Em entrevista exclusiva ao LANCENET!, presidente da CBV defende continuísmo e fala sobre a Superliga, polêmicas...
Daniel Bortoletto
Luiz Paulo Montes
Publicada em 11/05/2011 às 07:00
Rio de Janeiro (RJ)
Em 1995, Ary Graça Filho foi eleito para comandar a Confederação Brasileira de Vôlei (CBV), até então presidida por Carlos Arthur Nuzman. Cerca de um ano e meio depois, enfim, assumiu o cargo com a ciência de que teria muito trabalho a fazer.Luiz Paulo Montes
Publicada em 11/05/2011 às 07:00
Rio de Janeiro (RJ)
À época, o Brasil não tinha nenhum título mundial no vôlei de quadra, e astros como Giba, Ricardinho, Murilo e Escadinha ainda iniciavam a carreira... Faz tempo, não? Já são 14 anos de Ary no comando da principal entidade do esporte que, durante esta gestão, tornou-se o segundo maior do país por causa de todos os títulos.

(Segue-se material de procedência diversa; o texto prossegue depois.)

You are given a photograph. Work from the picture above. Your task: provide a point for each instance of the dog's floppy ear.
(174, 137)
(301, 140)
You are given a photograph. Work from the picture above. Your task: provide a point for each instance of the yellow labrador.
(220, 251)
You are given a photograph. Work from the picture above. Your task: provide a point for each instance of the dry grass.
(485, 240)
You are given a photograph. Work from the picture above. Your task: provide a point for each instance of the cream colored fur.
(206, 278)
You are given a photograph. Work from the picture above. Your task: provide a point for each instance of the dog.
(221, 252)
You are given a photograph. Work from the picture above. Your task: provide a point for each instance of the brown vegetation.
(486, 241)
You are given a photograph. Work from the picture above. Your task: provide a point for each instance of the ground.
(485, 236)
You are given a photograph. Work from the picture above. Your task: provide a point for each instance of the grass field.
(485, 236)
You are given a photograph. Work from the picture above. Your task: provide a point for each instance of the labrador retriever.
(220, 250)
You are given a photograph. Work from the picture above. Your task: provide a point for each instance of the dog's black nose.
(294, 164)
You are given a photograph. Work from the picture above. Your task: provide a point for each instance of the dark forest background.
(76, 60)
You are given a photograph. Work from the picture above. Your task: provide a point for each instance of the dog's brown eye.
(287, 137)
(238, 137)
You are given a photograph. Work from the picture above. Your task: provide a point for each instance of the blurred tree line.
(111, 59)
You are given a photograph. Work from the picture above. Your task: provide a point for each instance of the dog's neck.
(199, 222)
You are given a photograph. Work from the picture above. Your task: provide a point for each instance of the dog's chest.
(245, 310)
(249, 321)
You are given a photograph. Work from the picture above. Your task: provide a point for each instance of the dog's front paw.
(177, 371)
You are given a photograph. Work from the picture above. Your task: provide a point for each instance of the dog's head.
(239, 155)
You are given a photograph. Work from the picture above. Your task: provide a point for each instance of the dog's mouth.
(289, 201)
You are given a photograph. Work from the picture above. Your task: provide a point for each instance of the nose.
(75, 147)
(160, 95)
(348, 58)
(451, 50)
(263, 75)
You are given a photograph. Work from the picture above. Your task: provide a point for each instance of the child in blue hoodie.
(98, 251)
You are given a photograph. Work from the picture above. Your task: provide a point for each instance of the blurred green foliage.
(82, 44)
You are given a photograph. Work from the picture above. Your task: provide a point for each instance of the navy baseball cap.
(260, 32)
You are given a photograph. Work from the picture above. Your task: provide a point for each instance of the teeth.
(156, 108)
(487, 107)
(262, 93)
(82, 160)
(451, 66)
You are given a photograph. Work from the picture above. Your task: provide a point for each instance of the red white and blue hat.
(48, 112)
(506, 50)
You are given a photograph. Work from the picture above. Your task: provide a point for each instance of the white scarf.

A longevidade, no entanto, não o preocupa. E Ary Graça pretende continuar por mais algum tempo no cargo. Mesmo cheio de trabalho a fazer, ele atendeu a reportagem do LANCENET! na sede da entidade, em um luxuoso prédio na Barra da Tijuca, no Rio de Janeiro. Durante uma hora e meia, o presidente mostrou bom humor e não se esquivou de nenhuma resposta. Mas não deixou também de exaltar, claro, a sua gestão.
Confira os principais trechos desta entrevista exclusiva:
Qual é o balanço que você faz das duas Superligas, masculina e feminina, que acabaram no mês passado?
Foi uma competição maravilhosa, tanto a disputa masculina quanto a feminina. A cada ano, estamos evoluindo. Estamos crescendo em uma progressão geométrica. Atingimos um excelente patamar e não tem como regredir. Estamos em um crescimento sustentável. Foram excelentes competições em todos os quesitos: técnicos e táticos.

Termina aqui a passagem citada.